MUE values can change. Medicare and Medicaid tables may differ. Some payers may use their own internal limits. Others may apply Medicare rules to Medicaid-funded patients. On top of that, billing teams need to understand which codes have MAI 3 and how to build appeals around medical necessity.
This is where a specialized ABA billing services team can make a real difference. An experienced ABA billing team can:
Track payer-specific MUE behavior
Identify when Medicare MUEs are being applied incorrectly
Review documentation before claims go out
Build stronger appeals for MAI 3 codes
Reduce repeat denials
Protect cash flow from unnecessary AR delays
For therapists, the goal is simple: spend less time fighting preventable denials and more time focusing on care.
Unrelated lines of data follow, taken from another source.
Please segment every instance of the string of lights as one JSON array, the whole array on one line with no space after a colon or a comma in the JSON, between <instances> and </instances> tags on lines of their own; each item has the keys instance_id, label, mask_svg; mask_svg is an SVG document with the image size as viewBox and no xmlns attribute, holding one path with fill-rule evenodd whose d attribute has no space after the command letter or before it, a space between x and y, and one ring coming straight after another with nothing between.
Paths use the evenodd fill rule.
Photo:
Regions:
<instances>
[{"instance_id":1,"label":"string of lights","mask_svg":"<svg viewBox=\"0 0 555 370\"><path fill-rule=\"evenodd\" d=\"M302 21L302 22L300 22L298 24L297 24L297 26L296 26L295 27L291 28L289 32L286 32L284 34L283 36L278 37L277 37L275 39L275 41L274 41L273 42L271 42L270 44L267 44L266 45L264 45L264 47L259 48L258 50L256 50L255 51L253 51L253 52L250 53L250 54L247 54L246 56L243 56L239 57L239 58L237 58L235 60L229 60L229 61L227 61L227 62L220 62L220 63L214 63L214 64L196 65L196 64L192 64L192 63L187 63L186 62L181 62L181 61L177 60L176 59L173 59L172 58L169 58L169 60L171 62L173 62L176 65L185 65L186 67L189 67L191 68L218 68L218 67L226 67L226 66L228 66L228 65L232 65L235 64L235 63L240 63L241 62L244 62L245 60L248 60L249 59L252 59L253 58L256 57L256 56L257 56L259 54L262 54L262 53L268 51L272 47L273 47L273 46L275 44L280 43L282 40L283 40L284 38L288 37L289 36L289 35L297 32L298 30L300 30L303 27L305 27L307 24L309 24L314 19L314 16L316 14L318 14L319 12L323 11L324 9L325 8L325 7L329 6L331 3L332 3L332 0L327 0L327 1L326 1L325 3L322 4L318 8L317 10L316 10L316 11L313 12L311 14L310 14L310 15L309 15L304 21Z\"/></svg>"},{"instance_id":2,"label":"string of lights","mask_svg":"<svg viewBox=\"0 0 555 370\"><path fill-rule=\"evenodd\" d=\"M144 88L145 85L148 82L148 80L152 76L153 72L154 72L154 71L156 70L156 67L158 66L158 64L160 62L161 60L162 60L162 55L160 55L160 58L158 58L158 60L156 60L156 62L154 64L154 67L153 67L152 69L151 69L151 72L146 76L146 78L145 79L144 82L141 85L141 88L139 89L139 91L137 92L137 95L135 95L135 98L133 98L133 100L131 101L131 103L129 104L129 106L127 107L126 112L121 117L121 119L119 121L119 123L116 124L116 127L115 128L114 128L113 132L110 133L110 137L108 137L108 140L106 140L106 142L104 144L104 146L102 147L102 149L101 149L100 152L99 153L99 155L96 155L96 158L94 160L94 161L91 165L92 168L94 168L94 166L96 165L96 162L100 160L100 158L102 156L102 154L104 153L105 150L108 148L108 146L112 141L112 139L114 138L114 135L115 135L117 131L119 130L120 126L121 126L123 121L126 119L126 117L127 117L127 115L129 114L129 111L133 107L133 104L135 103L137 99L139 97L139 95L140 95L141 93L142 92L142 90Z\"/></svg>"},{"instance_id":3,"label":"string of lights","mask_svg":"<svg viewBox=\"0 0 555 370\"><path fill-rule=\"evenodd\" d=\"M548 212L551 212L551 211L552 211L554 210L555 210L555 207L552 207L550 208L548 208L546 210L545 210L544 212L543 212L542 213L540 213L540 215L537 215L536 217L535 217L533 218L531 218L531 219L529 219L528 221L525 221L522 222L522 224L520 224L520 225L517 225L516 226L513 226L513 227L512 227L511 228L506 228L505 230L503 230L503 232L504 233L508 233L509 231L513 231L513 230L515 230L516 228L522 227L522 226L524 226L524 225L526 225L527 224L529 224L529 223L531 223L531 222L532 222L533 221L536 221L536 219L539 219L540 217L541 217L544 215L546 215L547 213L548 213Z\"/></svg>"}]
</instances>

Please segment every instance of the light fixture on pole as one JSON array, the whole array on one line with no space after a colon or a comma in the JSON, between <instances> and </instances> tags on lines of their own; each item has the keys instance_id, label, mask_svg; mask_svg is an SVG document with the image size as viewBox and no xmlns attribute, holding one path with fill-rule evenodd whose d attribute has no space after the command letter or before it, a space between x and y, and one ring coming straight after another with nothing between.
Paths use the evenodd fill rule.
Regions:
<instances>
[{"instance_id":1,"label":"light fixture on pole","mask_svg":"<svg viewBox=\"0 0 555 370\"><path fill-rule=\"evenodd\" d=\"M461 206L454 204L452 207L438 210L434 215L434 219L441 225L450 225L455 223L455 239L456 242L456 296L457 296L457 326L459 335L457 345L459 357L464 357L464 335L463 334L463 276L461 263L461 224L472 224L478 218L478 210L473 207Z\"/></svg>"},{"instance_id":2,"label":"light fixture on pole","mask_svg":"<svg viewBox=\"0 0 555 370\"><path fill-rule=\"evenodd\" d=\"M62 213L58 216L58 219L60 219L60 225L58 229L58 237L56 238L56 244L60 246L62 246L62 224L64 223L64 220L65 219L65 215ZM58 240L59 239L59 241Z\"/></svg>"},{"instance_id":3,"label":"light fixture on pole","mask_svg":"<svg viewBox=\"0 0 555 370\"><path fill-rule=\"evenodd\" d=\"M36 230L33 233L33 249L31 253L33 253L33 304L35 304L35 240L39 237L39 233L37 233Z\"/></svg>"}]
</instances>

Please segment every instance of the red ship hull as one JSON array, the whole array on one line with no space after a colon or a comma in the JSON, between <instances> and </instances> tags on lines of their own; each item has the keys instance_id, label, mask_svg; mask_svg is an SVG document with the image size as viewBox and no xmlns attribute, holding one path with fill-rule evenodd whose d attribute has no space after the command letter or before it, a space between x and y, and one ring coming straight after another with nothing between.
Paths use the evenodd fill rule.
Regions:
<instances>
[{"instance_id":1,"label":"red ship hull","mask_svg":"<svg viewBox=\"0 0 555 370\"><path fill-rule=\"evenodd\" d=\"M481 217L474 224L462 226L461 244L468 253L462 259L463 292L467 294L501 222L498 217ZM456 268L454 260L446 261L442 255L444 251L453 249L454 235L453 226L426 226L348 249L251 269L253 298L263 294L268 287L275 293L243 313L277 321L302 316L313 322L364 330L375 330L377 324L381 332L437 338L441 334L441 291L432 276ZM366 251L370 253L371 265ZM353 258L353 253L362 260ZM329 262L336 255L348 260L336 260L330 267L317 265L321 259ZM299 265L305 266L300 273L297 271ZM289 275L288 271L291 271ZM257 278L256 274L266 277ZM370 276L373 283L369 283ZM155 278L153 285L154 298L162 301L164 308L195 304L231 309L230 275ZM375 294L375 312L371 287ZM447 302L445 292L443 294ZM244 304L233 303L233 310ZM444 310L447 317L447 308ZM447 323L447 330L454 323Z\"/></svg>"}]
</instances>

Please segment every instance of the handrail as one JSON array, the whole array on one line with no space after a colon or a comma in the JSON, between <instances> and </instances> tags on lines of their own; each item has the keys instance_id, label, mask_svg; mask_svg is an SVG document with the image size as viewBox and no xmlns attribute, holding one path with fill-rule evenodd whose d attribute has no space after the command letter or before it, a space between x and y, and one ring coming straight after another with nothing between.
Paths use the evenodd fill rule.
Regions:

If your practice is seeing repeated MUE-related denials, go through the detailed information on ABA insurance denials and appeals for a stronger ABA-specific support.
FAQ
1. What is a MUE in billing?
MUE stands for Medically Unlikely Edit. It sets a limit on how many units of a CPT code can be billed per day to prevent overbilling errors.
2. What is the difference between NCCI and MUE?
NCCI edits control which CPT codes can be billed together, while MUE limits how many units of a single code can be billed in one day.
3. What is the MUE limit for CPT code 97151?
The MUE limit for CPT 97151 can vary by payer, but generally it restricts the number of units billed per day based on the typical assessment time.